# TANKED - Real life disappointment!



## monkE (Aug 4, 2010)

So to those of you who have watched the first 6 episodes of Tanked, i've got some disappointing news for you. I was in Vegas last weekend. (Awesome place by the way!)
So one of the episodes featured a gumball machine tank that was built for an icecream shop at Caesers Palace called Serindipity 3. I went to the resturant looking for the tank just to see it for myself but it was not there.
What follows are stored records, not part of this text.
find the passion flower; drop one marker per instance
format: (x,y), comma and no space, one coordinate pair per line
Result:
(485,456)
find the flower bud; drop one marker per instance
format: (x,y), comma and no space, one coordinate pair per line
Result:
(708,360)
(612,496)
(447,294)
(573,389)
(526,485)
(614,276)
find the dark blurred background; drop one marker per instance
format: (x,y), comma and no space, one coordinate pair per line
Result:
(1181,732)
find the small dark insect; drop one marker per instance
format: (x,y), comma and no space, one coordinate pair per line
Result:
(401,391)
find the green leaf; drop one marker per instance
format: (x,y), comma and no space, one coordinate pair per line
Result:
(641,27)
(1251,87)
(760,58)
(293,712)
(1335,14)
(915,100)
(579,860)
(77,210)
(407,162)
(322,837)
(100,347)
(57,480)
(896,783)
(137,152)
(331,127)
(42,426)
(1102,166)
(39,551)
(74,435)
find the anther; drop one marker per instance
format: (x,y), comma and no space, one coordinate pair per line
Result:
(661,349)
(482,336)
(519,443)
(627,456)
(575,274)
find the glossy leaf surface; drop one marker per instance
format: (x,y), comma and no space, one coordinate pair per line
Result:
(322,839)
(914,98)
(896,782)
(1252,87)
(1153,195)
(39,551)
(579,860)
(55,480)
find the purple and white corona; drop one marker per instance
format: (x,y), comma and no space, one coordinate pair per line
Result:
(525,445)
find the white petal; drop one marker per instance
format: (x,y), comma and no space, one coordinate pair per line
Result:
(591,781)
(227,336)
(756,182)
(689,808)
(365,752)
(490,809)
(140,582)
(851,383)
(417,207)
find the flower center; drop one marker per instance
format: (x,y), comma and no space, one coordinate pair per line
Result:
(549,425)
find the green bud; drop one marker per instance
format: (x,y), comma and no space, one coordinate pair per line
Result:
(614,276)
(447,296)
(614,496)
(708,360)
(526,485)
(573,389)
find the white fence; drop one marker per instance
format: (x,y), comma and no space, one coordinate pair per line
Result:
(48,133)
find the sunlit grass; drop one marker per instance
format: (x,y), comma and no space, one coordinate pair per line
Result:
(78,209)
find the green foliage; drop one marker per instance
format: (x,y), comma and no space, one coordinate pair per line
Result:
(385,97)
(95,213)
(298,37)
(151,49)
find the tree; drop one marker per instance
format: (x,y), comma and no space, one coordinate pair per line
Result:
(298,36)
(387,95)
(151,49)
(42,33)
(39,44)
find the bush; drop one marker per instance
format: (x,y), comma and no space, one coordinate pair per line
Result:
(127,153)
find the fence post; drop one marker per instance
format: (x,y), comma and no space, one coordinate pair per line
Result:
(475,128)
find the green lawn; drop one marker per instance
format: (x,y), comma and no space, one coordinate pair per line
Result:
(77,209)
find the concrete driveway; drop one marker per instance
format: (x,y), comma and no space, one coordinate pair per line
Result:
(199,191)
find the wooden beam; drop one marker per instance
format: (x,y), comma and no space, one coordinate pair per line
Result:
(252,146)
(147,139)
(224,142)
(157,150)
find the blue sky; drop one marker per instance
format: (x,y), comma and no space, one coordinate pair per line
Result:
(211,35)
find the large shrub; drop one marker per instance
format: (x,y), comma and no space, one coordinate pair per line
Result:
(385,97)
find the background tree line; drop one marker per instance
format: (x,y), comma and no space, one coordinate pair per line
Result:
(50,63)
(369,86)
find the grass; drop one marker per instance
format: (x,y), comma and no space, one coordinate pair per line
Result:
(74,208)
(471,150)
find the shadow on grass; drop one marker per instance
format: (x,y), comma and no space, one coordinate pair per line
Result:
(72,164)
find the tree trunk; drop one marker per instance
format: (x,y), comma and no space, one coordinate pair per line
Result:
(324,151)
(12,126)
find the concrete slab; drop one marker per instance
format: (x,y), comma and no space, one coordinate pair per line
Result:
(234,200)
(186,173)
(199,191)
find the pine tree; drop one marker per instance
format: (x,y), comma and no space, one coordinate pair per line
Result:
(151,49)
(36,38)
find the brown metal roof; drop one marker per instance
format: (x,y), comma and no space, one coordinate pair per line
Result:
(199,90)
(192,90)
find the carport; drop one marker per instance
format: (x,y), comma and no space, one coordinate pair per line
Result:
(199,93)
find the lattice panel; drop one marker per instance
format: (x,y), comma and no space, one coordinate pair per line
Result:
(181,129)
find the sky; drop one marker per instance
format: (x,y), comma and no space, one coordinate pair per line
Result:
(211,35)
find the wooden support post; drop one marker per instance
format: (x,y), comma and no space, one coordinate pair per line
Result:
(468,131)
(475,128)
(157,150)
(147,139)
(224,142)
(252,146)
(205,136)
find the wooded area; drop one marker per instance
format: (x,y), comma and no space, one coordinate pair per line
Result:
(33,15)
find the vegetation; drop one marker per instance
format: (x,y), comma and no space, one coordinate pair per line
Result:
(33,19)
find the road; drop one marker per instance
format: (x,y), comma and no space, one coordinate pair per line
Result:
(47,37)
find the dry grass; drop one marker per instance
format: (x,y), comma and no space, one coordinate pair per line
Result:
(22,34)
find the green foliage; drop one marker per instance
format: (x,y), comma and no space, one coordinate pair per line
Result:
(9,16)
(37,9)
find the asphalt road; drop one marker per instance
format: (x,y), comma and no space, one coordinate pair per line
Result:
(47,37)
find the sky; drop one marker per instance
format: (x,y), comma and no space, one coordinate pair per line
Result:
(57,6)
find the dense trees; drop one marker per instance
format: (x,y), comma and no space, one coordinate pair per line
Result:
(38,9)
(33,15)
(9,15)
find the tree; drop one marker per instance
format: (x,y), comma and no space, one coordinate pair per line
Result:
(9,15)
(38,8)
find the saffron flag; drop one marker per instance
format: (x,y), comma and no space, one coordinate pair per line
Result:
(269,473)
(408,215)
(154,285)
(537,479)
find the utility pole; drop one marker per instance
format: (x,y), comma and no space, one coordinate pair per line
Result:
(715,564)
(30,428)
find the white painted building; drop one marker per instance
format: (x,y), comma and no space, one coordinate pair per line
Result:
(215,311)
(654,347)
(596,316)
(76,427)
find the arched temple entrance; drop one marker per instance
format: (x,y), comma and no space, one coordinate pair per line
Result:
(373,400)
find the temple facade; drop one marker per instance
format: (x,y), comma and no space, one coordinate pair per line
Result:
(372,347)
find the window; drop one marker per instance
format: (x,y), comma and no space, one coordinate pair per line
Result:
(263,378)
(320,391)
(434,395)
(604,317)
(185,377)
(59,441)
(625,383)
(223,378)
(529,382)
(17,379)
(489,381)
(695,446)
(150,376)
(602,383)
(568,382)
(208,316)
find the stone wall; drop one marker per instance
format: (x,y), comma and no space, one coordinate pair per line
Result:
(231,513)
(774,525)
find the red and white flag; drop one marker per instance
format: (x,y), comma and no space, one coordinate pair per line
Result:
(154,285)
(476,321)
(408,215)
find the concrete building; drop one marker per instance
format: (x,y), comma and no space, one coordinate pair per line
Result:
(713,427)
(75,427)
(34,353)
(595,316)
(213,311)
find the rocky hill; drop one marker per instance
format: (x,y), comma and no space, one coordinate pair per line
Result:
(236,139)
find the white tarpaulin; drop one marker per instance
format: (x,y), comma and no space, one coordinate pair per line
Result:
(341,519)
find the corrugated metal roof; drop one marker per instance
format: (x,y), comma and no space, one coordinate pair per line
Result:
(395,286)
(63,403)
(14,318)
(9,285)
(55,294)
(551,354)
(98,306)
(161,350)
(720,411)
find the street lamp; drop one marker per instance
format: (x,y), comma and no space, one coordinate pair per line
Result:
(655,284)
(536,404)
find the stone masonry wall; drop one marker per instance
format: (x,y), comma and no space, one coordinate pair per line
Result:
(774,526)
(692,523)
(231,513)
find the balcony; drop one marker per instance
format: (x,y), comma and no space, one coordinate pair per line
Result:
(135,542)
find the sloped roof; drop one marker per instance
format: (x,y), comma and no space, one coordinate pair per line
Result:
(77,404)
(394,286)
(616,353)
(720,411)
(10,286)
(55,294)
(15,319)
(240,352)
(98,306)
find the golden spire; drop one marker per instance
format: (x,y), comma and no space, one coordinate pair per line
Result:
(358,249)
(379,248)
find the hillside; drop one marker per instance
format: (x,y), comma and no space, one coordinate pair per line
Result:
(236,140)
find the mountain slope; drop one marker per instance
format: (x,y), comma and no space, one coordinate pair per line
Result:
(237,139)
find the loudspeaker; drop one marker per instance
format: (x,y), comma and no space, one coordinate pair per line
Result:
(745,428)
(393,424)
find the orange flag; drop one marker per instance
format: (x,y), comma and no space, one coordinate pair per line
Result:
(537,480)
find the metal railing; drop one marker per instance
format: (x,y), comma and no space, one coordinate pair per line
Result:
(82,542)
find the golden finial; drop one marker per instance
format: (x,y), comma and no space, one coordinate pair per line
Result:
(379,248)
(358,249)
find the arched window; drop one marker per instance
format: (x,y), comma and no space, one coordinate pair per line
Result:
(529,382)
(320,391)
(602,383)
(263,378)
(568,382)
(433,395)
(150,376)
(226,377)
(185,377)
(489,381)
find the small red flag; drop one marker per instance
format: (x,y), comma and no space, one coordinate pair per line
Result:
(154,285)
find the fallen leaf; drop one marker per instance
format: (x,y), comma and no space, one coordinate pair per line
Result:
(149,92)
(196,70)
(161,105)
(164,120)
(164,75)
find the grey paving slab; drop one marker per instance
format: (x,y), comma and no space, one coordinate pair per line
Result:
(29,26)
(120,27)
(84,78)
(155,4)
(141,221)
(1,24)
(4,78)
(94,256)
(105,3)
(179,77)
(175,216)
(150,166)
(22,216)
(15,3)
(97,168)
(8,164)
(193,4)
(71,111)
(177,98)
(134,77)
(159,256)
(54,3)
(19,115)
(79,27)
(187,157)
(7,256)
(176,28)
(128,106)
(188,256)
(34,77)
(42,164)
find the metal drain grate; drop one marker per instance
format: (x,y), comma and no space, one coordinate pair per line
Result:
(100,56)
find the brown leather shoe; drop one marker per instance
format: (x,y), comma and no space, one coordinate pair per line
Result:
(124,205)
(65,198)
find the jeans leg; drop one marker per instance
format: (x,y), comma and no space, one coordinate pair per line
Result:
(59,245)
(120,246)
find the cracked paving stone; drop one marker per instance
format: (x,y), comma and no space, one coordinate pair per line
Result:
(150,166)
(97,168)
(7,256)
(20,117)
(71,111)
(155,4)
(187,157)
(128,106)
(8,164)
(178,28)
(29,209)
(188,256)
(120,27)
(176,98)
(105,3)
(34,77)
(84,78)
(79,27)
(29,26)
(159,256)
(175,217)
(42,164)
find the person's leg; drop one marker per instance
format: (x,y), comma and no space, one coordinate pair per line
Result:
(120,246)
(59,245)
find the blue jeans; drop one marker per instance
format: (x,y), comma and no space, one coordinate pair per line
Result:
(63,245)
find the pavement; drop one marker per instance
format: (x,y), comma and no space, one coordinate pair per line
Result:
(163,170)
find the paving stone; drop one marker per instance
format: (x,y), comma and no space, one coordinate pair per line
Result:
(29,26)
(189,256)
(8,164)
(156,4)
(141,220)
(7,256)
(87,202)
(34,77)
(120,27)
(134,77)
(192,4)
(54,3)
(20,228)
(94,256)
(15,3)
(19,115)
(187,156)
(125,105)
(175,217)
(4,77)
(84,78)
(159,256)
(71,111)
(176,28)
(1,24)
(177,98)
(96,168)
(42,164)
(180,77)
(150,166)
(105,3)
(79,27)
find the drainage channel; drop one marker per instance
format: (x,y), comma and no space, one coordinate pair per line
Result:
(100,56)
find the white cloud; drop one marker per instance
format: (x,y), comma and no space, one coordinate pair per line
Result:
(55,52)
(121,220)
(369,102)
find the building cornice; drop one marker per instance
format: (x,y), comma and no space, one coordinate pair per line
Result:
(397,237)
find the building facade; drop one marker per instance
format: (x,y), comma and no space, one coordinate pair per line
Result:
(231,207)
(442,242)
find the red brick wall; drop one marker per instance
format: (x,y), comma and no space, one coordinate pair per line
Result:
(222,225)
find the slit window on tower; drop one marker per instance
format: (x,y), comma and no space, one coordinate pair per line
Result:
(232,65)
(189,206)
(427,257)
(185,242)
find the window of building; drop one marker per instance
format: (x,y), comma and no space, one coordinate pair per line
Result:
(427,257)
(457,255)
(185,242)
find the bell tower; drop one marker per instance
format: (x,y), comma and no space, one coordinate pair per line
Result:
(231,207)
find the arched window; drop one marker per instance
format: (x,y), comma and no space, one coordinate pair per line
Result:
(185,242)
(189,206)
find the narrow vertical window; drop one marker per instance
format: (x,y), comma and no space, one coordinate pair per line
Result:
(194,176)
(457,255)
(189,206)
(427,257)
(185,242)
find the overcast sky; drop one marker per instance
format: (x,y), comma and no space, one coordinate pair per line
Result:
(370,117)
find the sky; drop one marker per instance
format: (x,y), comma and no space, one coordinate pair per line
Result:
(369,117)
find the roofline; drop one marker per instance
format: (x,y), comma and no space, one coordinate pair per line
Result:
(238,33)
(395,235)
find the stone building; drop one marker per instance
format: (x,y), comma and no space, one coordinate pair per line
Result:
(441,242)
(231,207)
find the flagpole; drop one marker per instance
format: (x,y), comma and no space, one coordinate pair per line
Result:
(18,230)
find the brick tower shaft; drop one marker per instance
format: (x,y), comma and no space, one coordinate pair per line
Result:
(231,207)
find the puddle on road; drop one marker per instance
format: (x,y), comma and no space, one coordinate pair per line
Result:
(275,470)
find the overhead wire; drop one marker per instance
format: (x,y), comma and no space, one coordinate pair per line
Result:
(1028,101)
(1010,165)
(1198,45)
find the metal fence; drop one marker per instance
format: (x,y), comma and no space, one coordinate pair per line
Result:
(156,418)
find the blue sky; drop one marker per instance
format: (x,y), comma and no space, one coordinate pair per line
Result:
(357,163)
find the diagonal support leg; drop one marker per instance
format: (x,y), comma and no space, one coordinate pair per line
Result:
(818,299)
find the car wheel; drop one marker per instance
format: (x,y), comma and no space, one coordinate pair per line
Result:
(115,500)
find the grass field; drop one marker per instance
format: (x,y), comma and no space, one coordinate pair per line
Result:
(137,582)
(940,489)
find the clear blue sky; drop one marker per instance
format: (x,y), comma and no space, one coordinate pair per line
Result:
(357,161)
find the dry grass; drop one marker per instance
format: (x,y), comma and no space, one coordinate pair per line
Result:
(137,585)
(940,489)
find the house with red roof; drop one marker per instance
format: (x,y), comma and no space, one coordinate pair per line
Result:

When I inquired about the tank the waitresses told me that it was only there for the filming and was not a permanent fixture at the resturaunt. 
Kinda makes you wonder about all the stuff that happens behind the scenes of those tv shows. 

Anyway the show is great, i just wanted to share that little tidbit of info


----------



## Pamela (Apr 21, 2010)

Did you see the other restaurant in Ceasar's Palace with the 100's (maybe even 1000's) of fancy Goldfish crammed into those tall skinny tanks?


----------



## monkE (Aug 4, 2010)

no i didn't see the gold fish one, but i saw a bunch of tanks throughout all the casinos and they all had that cheesy artificial reef in them... not sure if i saw one live reef tank anywhere


----------



## fishgal (Jul 20, 2011)

interesting show , pretty corny though. too much "westcoast choppers" shop family bs.

and too much of the one on one with the camera filled with silly dialouge.

im gonna check out some of the "LA Fishguy" on youtube.


----------